As a powerful mathematical model for dealing with uncertainties, the SFSESs (Perveen et al. 2020) have proved their effectiveness in dealing with problems concerning uncertainties and vague information under multiple experts’ opinions. The emerging NSS model (Fatimah et al. 2018) is a strong tool when dealing with uncertainties in multinary data. The model has proved to effectively deal with various daily life problems, as illustrated in Fatimah et al. (2018). Despite their effectiveness, these models have some limitations. SFSESs fail to deal with multinary data, while NSSs cannot handle spherical fuzzy information. This paper proposes the SFNSES model, which is more applicable and accurate in several group decision-making situations. Some operations on the model, including intersections, unions, complements, AND and OR operations, are investigated with their basic properties. Our proposed idea of SFNSESs is illustrated by Example 1, in which a novel for the title ‘best novel of the year’ has to be selected based on the reader’s ratings. Two detailed applications of the model along with the algorithm are also provided in Examples 13 and 14, in which the winner of an upcoming local election and ranking credibility of the smartphones using customer feedback are respectively predicted on the basis of survey ratings and experts’ opinions in SFNSES environment.
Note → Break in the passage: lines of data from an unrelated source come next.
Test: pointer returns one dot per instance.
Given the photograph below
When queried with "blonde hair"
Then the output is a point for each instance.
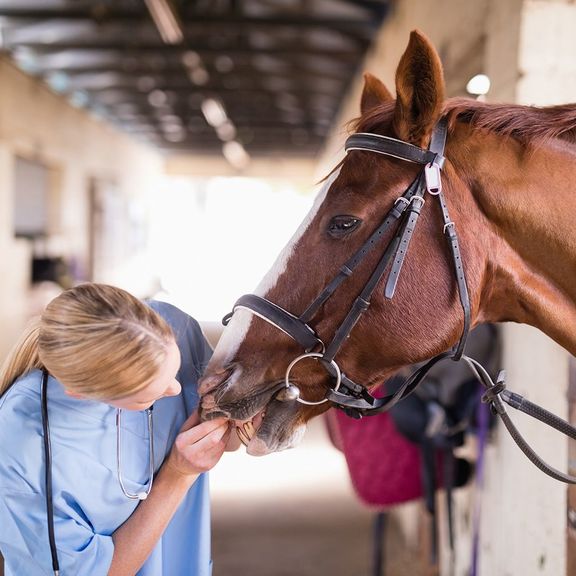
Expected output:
(97, 340)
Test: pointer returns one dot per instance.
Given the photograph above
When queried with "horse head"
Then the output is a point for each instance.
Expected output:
(411, 319)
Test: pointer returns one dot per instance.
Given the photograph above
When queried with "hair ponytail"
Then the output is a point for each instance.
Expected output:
(97, 340)
(23, 357)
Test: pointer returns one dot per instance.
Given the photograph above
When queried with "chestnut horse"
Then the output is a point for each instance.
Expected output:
(507, 175)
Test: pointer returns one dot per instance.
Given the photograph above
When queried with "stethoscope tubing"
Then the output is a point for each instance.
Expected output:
(48, 467)
(48, 474)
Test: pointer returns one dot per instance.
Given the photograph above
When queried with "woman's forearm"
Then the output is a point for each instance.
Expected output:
(136, 538)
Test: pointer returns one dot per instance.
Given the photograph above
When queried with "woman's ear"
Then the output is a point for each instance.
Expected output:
(419, 91)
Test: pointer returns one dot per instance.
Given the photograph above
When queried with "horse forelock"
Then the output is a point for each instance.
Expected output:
(532, 125)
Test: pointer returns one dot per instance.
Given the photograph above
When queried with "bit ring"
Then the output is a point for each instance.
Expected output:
(317, 356)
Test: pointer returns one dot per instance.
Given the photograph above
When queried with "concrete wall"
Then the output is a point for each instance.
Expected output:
(42, 126)
(526, 47)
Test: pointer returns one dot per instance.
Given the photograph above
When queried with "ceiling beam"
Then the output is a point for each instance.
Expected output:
(138, 48)
(191, 21)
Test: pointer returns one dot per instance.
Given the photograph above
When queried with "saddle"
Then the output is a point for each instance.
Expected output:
(408, 453)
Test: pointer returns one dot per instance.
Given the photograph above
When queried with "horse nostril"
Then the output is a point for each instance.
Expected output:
(213, 379)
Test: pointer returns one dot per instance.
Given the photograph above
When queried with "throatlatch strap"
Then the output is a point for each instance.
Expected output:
(392, 147)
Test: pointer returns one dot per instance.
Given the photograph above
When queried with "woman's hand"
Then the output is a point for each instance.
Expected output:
(199, 445)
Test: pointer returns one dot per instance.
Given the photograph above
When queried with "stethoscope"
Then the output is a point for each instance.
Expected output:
(142, 495)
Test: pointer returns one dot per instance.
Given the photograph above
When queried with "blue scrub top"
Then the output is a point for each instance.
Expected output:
(89, 504)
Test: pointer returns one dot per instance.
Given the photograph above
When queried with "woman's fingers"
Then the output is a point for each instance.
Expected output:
(198, 449)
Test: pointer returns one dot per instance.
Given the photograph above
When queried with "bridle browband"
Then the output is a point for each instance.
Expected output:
(346, 394)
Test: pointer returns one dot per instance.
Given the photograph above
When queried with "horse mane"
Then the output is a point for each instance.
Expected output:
(530, 124)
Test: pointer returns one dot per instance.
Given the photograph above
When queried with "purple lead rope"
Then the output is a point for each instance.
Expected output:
(483, 417)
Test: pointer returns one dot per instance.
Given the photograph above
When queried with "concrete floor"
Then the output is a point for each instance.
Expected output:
(295, 514)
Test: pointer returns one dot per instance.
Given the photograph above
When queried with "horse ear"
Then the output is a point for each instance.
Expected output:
(374, 93)
(419, 91)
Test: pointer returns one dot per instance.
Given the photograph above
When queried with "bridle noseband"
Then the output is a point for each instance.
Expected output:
(346, 394)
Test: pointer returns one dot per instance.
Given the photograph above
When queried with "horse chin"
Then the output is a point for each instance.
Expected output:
(276, 425)
(279, 429)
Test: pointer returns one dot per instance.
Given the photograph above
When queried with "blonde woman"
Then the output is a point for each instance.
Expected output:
(100, 483)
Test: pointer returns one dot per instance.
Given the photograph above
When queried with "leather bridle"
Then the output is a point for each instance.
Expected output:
(354, 398)
(346, 394)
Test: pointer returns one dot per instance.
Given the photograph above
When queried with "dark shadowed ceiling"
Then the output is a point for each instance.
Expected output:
(194, 75)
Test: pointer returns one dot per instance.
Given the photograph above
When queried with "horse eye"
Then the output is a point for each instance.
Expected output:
(341, 225)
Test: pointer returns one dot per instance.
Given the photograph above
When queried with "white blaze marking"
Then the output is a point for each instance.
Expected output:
(235, 332)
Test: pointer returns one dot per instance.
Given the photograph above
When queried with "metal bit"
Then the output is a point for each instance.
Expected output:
(289, 393)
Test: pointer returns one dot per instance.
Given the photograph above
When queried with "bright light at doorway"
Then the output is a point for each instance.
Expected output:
(213, 240)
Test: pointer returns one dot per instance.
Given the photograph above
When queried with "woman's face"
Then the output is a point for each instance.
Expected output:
(165, 384)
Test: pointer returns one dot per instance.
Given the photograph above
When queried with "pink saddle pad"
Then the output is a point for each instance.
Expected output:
(384, 467)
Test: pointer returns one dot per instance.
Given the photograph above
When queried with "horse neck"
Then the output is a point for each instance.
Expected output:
(529, 205)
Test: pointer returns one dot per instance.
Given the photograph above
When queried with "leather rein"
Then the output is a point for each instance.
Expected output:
(355, 399)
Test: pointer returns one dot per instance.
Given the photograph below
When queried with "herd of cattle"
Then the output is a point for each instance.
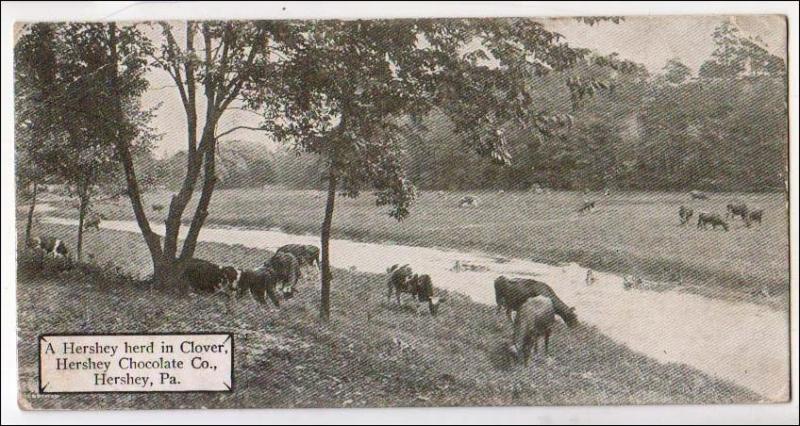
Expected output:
(536, 304)
(704, 218)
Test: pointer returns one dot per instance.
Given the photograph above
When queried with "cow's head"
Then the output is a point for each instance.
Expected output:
(570, 317)
(433, 304)
(230, 279)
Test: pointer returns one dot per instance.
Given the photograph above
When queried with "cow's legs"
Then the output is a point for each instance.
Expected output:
(546, 342)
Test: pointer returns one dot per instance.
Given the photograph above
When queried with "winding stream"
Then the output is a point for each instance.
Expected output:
(745, 343)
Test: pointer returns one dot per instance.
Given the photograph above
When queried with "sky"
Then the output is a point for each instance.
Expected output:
(651, 41)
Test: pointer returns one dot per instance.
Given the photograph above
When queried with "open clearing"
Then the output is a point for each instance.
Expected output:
(372, 354)
(628, 233)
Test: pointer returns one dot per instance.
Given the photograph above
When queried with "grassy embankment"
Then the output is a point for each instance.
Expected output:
(371, 354)
(628, 233)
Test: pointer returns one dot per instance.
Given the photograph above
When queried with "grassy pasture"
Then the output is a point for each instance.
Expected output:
(372, 353)
(629, 232)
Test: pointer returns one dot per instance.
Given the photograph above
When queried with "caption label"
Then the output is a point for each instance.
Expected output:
(135, 363)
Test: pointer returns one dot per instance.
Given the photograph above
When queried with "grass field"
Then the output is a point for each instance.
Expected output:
(286, 358)
(629, 232)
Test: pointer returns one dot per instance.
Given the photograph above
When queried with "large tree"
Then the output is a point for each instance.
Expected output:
(208, 60)
(345, 86)
(34, 77)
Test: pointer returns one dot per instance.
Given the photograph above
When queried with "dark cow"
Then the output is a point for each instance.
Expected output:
(587, 207)
(261, 282)
(535, 318)
(755, 215)
(306, 254)
(206, 277)
(403, 280)
(50, 246)
(511, 293)
(93, 221)
(685, 213)
(287, 268)
(704, 219)
(734, 210)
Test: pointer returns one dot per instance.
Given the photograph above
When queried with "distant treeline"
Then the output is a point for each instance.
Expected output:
(725, 130)
(648, 134)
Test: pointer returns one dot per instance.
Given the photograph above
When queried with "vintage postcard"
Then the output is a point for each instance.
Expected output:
(307, 213)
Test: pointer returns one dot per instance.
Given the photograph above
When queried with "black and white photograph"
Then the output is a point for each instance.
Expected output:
(413, 211)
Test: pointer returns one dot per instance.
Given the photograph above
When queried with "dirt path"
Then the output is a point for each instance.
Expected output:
(745, 343)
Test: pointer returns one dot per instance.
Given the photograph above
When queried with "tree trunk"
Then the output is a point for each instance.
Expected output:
(29, 225)
(325, 266)
(201, 212)
(84, 201)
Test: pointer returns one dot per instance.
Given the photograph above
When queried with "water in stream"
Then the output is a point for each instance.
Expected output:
(742, 342)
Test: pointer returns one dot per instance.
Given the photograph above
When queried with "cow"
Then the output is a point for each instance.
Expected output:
(93, 221)
(755, 215)
(468, 201)
(704, 219)
(535, 319)
(50, 246)
(206, 277)
(261, 282)
(734, 210)
(587, 207)
(511, 293)
(685, 213)
(287, 268)
(403, 280)
(307, 255)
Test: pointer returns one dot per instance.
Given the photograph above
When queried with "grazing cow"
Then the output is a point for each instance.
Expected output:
(305, 254)
(287, 268)
(262, 283)
(685, 213)
(704, 219)
(587, 207)
(50, 246)
(206, 277)
(93, 221)
(535, 318)
(755, 215)
(511, 293)
(734, 210)
(468, 201)
(403, 280)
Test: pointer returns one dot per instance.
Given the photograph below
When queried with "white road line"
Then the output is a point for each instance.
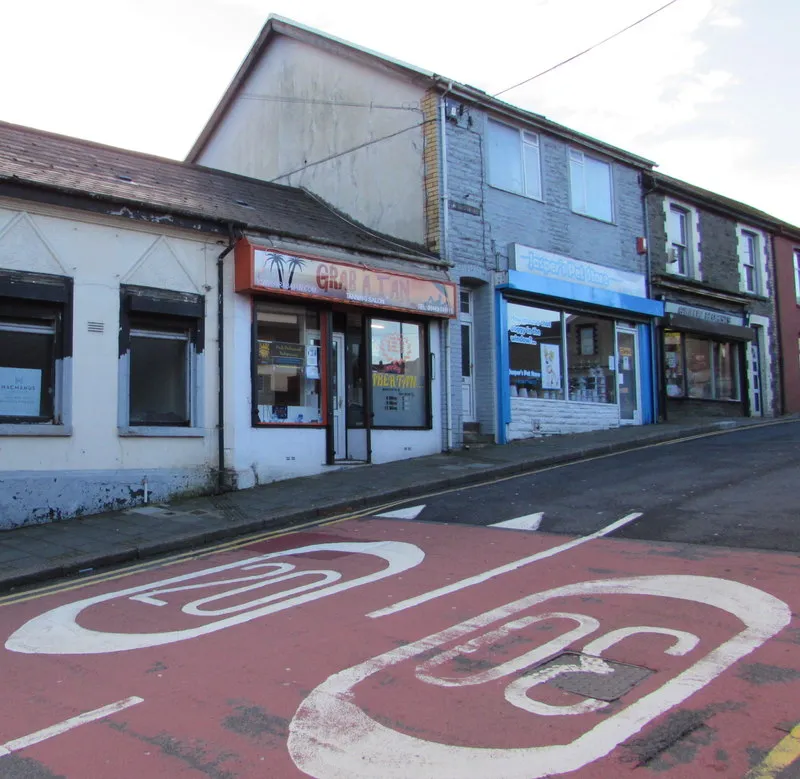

Finally, a comparison analysis is provided between the proposed model and existing decision-making tools, including NSSs and SFSESs. Some potential applications of the proposed model include market research, artificial intelligence-based product analytics, election predictions, sentiment analytics involving public sentiments, business analytics, and more. Despite the high applicability, the limitations of the model also exist due to its complicated structure, lengthy algorithm, and a massive number of alternatives and parameters. The mathematical software can help to overcome these limitations.

In the future, we are expanding our research work to (1) Complex spherical fuzzy N-soft expert sets, (2) m-Polar spherical fuzzy N-soft expert sets, and (3) Spherical fuzzy N-soft expert graphs.